Because John identifies himself with the persecution of churches that he is addressing, readers of Revelation have long assumed that John’s presence on the island of Patmos is the result of a political exile.

So, the quick answer to the quick question is, John was on the island of Patmos, writing to seven churches on the western mainland.


Now, if you are the kind that likes quick answers, then STOP!
If you like paths that twist and turn and take you into places normally reserved for episodes of “The Twilight Zone,” then let’s keep going.

Oh, so you’re still with me, eh? You must be the curious, adventurous type. That’s fine, but don’t say that I didn’t warn you.

The question arises (see one of the possibilities under ‘when’) of whether John had the vision on the island and then wrote the book of Revelation later, perhaps even somewhere else, when his exile was over and he had better access to writing implements and so forth.

Why would I ask such a thing? Because there is a curious element to this book that is worth thinking about. Let me illustrate: Imagine my older brother Chris, coming to me and saying the following: “Hey, Mom said that we can’t say ‘Shut up’ any more, because ‘Shut up’ is mean and it hurts people’s feelings when you say ‘Shut up’, so if you say ‘Shut up’ again you’re going to be on restriction for a week.”

Question: Did my brother say ‘Shut up’ four times, thus warranting four weeks worth of restriction? Or, was he simply informing me about the new prohibition, its rationale, and the consequences? If you were my mother, would he be in trouble?

Likewise, when John says that he heard a voice saying, “Write in a book what you see and send it to these churches” and then he writes what he heard and describes what he saw- is he simply telling about his experience of the vision and voices? Or, is he actually writing the book like he was told? When John says (v.12) “Then I turned to see whose voice it was that spoke to me, and on turning I saw seven golden lampstands, 13and in the midst of the lampstands I saw one like the Son of Man…” was that description part of the vision that he was supposed to write to the churches? Or, is the part that John was to address to the seven churches only the letters that begin, “To the church in Sardis, write …” (all of which are in chapters 2 and 3). And when the letters are done (beginning of chapter 4), is John finished doing what the first voice commanded him, so that when he says “After this I looked, and there in heaven a door stood open!” was he no longer obeying the first command but was not getting some bonus time?

These are not simple or even a smart-alecky questions. The same litany of questions could be raised with regard to John’s phrase “I was in the spirit…” which happens in 1:10, but then, in 4:2 he says, “At once I was in the spirit….” Is the implication that somewhere between 1:10 and 4:2 John ceased to be ‘in the spirit’ and was just hanging around in the flesh like the rest of us?

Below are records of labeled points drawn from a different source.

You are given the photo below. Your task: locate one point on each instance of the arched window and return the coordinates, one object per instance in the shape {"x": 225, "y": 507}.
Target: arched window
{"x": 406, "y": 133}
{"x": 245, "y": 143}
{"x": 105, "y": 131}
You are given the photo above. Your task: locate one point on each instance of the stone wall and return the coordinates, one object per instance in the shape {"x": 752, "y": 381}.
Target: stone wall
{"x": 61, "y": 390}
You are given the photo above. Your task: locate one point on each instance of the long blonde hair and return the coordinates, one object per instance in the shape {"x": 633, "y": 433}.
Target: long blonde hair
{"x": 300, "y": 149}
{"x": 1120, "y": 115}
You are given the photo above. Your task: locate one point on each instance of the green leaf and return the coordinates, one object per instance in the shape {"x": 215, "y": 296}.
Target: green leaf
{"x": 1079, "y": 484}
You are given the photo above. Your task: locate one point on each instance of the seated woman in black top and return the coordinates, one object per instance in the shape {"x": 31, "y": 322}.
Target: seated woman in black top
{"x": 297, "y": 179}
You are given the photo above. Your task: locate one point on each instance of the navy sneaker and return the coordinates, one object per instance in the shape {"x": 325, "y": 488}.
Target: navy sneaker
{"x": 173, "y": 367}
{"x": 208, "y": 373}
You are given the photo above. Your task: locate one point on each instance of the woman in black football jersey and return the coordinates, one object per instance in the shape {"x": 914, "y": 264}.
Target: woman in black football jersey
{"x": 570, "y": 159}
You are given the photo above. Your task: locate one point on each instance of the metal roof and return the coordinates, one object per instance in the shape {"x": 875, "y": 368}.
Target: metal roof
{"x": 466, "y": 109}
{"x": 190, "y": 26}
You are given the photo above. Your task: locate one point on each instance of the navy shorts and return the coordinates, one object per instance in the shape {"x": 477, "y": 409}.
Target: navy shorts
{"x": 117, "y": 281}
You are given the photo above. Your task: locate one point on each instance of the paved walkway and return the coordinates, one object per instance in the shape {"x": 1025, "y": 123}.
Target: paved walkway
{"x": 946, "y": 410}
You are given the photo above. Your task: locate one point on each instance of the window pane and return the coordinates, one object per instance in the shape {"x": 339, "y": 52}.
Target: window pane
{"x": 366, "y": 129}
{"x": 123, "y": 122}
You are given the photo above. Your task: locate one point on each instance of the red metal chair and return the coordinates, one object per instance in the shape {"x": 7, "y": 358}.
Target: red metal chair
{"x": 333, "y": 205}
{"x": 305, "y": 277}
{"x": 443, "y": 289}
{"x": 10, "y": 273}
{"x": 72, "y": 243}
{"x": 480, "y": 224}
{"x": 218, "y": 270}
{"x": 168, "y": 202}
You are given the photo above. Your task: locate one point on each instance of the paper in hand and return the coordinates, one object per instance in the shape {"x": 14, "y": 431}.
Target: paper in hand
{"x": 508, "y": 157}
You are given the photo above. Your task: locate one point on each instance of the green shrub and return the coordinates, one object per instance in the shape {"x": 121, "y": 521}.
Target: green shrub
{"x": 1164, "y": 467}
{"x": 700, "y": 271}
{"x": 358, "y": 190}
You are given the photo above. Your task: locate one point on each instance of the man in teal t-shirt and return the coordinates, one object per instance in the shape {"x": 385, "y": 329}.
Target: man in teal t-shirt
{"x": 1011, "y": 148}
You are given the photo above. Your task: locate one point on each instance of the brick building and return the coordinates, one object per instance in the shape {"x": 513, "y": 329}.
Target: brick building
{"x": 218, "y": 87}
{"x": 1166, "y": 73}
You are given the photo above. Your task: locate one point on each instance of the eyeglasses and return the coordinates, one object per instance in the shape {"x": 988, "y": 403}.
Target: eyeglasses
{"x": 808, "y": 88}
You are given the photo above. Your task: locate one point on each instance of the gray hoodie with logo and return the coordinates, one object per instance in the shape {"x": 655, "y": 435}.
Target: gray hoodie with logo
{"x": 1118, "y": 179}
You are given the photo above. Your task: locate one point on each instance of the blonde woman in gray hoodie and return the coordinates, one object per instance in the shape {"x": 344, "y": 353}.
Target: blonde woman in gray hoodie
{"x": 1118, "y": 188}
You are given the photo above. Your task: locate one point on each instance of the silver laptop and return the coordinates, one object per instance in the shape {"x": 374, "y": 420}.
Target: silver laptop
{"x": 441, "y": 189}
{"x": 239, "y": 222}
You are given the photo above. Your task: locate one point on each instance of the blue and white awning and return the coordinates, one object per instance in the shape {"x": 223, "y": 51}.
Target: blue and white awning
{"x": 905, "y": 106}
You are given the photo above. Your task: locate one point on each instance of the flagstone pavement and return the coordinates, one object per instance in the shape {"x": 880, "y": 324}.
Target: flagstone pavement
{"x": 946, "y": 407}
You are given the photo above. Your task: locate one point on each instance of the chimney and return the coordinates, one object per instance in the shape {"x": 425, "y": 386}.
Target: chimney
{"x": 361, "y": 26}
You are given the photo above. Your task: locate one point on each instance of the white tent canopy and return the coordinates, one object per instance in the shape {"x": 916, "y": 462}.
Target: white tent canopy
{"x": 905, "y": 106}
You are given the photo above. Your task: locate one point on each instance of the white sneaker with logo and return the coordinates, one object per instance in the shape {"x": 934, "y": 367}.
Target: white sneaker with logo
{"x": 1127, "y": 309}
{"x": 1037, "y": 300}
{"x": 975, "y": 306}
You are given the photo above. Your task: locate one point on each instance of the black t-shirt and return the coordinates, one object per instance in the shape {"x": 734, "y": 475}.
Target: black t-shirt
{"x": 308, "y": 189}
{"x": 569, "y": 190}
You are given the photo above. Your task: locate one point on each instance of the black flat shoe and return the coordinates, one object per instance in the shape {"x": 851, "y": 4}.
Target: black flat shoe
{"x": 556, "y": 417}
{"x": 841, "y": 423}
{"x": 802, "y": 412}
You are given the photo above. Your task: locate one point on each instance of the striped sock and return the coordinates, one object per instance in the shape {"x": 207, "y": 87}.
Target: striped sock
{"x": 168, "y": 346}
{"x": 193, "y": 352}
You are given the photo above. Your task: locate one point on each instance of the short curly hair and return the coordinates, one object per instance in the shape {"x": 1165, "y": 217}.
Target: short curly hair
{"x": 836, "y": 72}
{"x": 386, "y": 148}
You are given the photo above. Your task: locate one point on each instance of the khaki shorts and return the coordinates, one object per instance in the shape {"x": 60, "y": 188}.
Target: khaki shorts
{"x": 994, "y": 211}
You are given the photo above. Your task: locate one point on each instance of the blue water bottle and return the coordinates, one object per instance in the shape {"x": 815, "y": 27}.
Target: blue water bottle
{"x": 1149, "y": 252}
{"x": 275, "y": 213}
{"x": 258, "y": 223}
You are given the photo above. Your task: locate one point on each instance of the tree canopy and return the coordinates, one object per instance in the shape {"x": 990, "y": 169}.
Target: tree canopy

I guess what I am saying is that even the simple question, “When?” is not simple when we are reading apocalyptic literature. We approach such questions with the kind of certainty that we learned in history classes in school, where dates and places seemed to be fixed in time. But, when reading poetic, symbolic, apocalyptic literature like the book of Revelation, we have to be willing to let “a” be “a” and “not-a” all at the same time. Things are what they are, and they are what they are not. Words are literal and not-literal, all at the same time. I guess my only advice would be that we need to “surrender to the text” and leave our assumptions behind.